Welche Rolle spielt die Vorbereitung?
Unser Ideal ist natürlich ein gut vorbereitetes Interview mit einem klaren Thema und Ziel. Das muss zum Glück nicht alles der Moderator selber machen. Da ist ja ein ganzes Team vorgeschaltet. Wir haben Kollegen, die das Thema eingrenzen, die Interviewpartner finden, Vorgespräche führen, das Skript erstellen. Der Moderator bekommt bei uns ein Briefing aus der Redaktion – hier sind die großen Fragen schon vorher geklärt. Aber die Würze, das Augenzwinkern, das lässt sich nicht vorbereiten, das macht der Moderator live.
Klappt das mit der Vorbereitung denn immer?
Nein, manchmal ist ein Gesprächspartner spontan erreichbar. Dann ist der Moderator besonders gefragt, muss in der Situation besonders konzentriert zuhören.
Inwiefern achten Sie in der Interviewführung auf die Zielgruppe?
Sie ist sehr wichtig, weil sie unsere Gespräche prägt. Wir wissen, dass unser Publikum sich stark aus Akademikern zusammensetzt und aus urbanen Verhältnissen stammt. Wenn ich das mitdenke, habe ich eine Idee davon, wie ich ein Gespräch führen kann. Bei detektor fm geht es nicht darum, Abschaltimpulse zu vermeiden – sondern darum, intellektuell herauszufordern.
„Unsere Moderatoren machen den Beruf noch nicht seit 40 Jahren“
Wenn mal eine Frage danebengeht, der Moderator einen Fehler macht – wie soll er damit umgehen?
Unsere Moderatoren sollen das nicht aus Scham totschweigen, sondern auch verbalisieren, wenn sie etwa die neueste Studienlage nicht kennen. Es geht dann darum, es offen zu sagen. Unsere Moderatoren machen den Beruf noch nicht seit 40 Jahren, die sind noch nicht ganz so starr in der Interviewführung und bringen auch die Bereitschaft zum Dazulernen mit.
Printinterviews entstehen meistens als Folge einer Situation, in der die beiden Gesprächspartner sich vorher beschnuppern, ehe es losgeht.
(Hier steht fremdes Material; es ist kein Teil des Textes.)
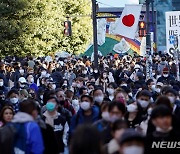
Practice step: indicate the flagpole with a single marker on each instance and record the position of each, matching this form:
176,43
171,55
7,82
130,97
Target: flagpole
94,18
148,43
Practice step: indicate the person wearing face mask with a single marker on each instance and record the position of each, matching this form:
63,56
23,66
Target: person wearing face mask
70,76
34,140
166,76
75,104
131,142
96,73
121,96
132,116
103,125
31,82
22,84
116,111
162,118
175,104
13,99
103,81
143,101
2,86
157,91
2,99
65,103
57,122
87,114
118,129
98,97
151,85
111,90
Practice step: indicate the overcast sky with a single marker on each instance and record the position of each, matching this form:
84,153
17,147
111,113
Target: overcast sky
116,3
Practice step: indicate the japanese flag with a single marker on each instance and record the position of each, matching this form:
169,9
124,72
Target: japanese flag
127,24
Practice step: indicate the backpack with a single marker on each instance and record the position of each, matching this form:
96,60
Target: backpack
13,139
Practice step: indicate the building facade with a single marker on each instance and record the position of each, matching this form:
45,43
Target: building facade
163,6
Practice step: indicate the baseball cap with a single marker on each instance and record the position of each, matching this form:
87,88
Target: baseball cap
22,80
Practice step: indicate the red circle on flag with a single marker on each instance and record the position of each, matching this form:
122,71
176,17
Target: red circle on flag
128,20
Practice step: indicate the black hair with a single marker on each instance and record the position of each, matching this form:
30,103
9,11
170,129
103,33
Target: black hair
52,97
81,90
91,99
170,90
119,105
47,94
119,124
86,140
161,111
143,93
15,91
97,88
163,100
149,82
113,84
28,106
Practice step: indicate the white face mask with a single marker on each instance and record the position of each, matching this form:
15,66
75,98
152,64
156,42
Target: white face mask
43,73
85,106
74,84
110,91
21,71
99,99
149,111
41,96
172,99
79,85
153,87
75,102
134,149
53,86
153,74
165,75
84,72
22,85
124,85
1,84
144,104
130,94
31,80
95,71
14,100
105,116
132,108
113,118
104,76
158,90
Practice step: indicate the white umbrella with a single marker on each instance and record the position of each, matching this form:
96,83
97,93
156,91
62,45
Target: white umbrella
62,54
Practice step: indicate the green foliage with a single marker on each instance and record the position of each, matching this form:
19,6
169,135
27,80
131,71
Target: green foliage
35,27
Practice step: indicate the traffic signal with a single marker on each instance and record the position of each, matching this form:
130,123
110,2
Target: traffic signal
142,29
67,28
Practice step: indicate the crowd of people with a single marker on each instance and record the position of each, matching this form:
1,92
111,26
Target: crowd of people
67,105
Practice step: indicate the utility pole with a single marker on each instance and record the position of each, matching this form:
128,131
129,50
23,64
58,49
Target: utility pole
94,18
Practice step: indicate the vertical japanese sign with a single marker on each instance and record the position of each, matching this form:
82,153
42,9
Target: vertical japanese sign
172,29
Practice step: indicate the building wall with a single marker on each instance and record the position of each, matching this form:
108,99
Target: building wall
162,6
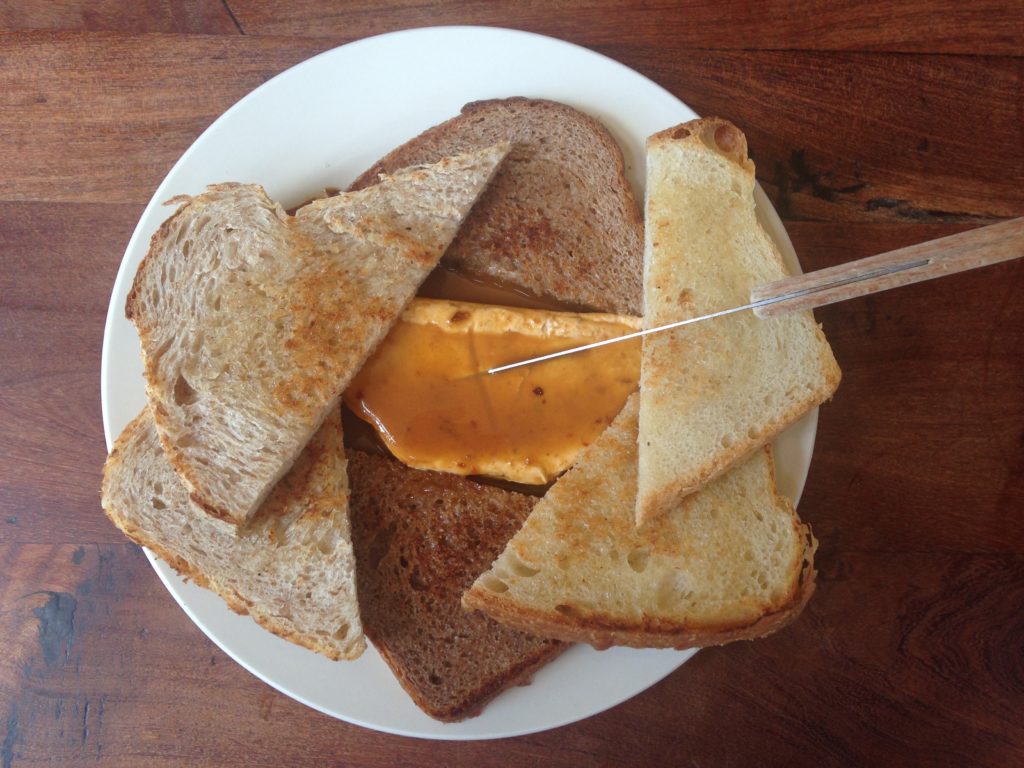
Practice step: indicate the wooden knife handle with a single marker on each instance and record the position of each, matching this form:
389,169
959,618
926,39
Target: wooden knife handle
957,253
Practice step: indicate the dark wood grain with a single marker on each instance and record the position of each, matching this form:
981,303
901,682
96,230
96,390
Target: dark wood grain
206,16
873,126
805,25
825,151
102,667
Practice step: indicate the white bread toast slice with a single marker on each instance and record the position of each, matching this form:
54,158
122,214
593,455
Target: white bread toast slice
253,322
559,219
714,392
292,568
729,562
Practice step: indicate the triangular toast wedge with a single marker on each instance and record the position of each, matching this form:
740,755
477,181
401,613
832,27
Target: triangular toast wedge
292,568
421,539
729,562
559,219
253,322
714,392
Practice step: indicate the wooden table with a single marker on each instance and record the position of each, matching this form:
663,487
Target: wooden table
873,126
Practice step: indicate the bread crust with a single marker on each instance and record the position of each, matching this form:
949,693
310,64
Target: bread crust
602,631
114,473
559,219
723,138
253,321
420,539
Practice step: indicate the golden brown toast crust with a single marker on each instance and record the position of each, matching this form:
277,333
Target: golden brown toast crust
421,538
559,218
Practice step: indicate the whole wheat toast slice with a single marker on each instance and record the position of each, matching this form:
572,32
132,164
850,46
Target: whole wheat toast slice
714,392
252,322
559,218
729,562
292,568
421,539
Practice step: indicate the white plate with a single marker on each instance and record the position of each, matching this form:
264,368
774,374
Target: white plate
317,125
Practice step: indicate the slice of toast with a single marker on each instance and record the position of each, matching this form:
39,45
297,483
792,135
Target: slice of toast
292,568
729,562
252,322
559,218
421,539
714,392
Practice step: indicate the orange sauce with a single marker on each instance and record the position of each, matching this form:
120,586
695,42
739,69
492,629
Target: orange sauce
426,390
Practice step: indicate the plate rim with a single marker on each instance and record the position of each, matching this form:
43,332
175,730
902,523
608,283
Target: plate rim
170,579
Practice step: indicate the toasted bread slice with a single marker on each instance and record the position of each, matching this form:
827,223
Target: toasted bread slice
292,568
729,562
714,392
420,539
253,322
559,219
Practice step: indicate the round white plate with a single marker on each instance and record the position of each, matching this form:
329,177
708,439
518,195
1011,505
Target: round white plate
318,125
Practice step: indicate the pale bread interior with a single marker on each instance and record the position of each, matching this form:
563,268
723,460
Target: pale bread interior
713,392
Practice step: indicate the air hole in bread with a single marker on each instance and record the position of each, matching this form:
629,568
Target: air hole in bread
638,559
520,568
183,392
416,581
328,543
727,138
494,584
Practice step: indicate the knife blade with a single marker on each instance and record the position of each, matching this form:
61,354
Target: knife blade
936,258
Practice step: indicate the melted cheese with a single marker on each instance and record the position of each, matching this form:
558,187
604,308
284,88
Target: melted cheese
426,392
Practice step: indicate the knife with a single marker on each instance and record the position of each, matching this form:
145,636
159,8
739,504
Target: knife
936,258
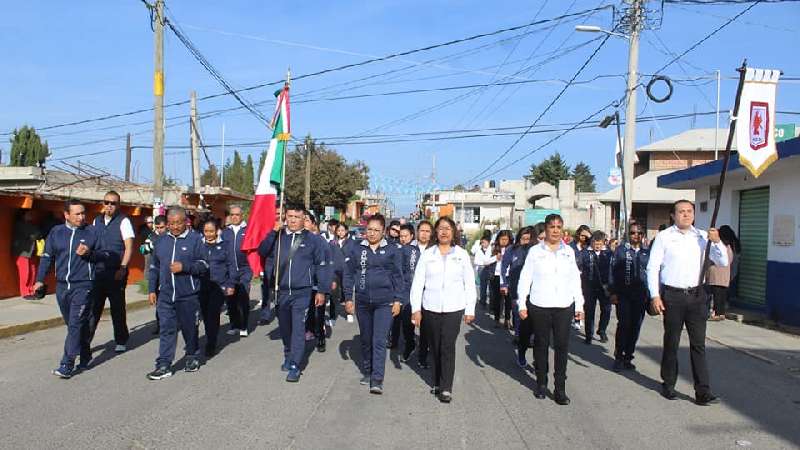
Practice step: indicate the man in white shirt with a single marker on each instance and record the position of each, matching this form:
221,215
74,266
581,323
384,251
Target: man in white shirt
551,278
676,288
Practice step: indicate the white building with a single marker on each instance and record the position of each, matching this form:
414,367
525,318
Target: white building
765,214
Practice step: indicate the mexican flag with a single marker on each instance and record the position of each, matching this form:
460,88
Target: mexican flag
264,213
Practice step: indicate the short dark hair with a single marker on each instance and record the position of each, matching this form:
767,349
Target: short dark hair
71,202
552,218
675,205
377,218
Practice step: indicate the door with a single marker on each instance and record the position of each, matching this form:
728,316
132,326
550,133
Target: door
754,236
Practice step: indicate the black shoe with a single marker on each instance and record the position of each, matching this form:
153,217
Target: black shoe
540,391
561,398
159,374
409,350
192,366
668,393
706,399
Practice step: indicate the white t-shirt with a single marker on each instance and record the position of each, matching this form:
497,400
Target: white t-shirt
125,227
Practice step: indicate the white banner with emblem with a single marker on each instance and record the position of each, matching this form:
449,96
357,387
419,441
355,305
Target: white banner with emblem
755,120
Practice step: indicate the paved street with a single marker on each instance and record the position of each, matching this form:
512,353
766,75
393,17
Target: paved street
240,400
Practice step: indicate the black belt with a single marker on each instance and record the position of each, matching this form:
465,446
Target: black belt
686,291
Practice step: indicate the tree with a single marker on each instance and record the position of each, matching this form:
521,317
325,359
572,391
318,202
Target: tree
334,181
584,178
27,149
551,170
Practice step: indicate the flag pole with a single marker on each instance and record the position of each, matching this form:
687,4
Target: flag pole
283,190
725,159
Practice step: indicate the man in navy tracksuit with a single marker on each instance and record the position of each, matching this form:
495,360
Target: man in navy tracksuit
239,302
176,265
628,286
594,263
299,258
374,288
74,248
115,235
403,321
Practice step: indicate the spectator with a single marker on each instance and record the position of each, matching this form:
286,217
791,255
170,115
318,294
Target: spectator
23,248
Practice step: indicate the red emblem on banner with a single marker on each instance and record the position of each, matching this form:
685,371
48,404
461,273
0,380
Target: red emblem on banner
759,124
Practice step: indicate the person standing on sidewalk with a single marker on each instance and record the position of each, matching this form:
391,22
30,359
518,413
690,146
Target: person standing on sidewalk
443,291
239,302
176,266
550,293
23,249
674,279
115,234
74,248
628,287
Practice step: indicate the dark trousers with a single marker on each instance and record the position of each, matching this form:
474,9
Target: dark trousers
442,330
484,277
403,322
106,287
547,321
292,310
630,313
183,314
592,295
501,304
211,299
75,305
239,307
719,295
685,309
374,321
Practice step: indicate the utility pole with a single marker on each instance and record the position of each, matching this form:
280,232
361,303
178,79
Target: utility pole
629,143
307,198
128,158
158,107
195,142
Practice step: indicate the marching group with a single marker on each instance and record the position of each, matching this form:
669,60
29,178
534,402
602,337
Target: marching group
397,278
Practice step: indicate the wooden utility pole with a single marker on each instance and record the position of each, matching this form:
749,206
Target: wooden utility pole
195,141
128,158
307,197
158,107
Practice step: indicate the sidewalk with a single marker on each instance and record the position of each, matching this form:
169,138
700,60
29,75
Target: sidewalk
19,316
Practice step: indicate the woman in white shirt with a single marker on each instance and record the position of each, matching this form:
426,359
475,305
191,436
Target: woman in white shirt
442,292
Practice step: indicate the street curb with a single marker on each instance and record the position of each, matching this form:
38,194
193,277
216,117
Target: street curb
16,330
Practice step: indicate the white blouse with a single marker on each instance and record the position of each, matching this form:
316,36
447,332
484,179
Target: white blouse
444,283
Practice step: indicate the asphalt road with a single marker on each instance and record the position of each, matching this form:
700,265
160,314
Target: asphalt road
239,399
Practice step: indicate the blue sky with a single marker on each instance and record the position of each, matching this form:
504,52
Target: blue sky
65,62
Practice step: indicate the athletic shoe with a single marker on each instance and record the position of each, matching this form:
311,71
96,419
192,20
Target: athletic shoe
63,372
159,374
294,374
192,366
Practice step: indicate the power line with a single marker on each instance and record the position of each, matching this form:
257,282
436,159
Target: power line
550,105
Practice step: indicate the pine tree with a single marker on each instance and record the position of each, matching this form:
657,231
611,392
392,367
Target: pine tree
27,149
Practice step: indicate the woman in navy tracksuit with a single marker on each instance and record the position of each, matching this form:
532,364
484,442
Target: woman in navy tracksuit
374,288
216,284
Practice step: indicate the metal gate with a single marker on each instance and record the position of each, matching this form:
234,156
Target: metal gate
754,235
Wieviel Gefühl für den Gesprächspartner haben die Moderatoren bei Ihnen?
Wir gehen nicht direkt in die Aufzeichnung, sondern machen vorher ein kurzes Aufwärmgespräch – das vermittelt dem Moderator schon einen Eindruck. In den meisten Fällen haben wir eine Vorstellung, wie sich der andere Mensch gibt, wie er reden wird. Aber es kommt schon auch vor, dass wir den Experten überhaupt nicht einordnen können. Das muss aber nicht immer schlimm sein, denn wir vertreten ja auch die Zuhörer – und die haben auch nicht die Zeit, vor einem Interview fünf Texte des Interviewpartners zu studieren.
Wann müssen die Moderatoren ihre Haltung erkennen lassen?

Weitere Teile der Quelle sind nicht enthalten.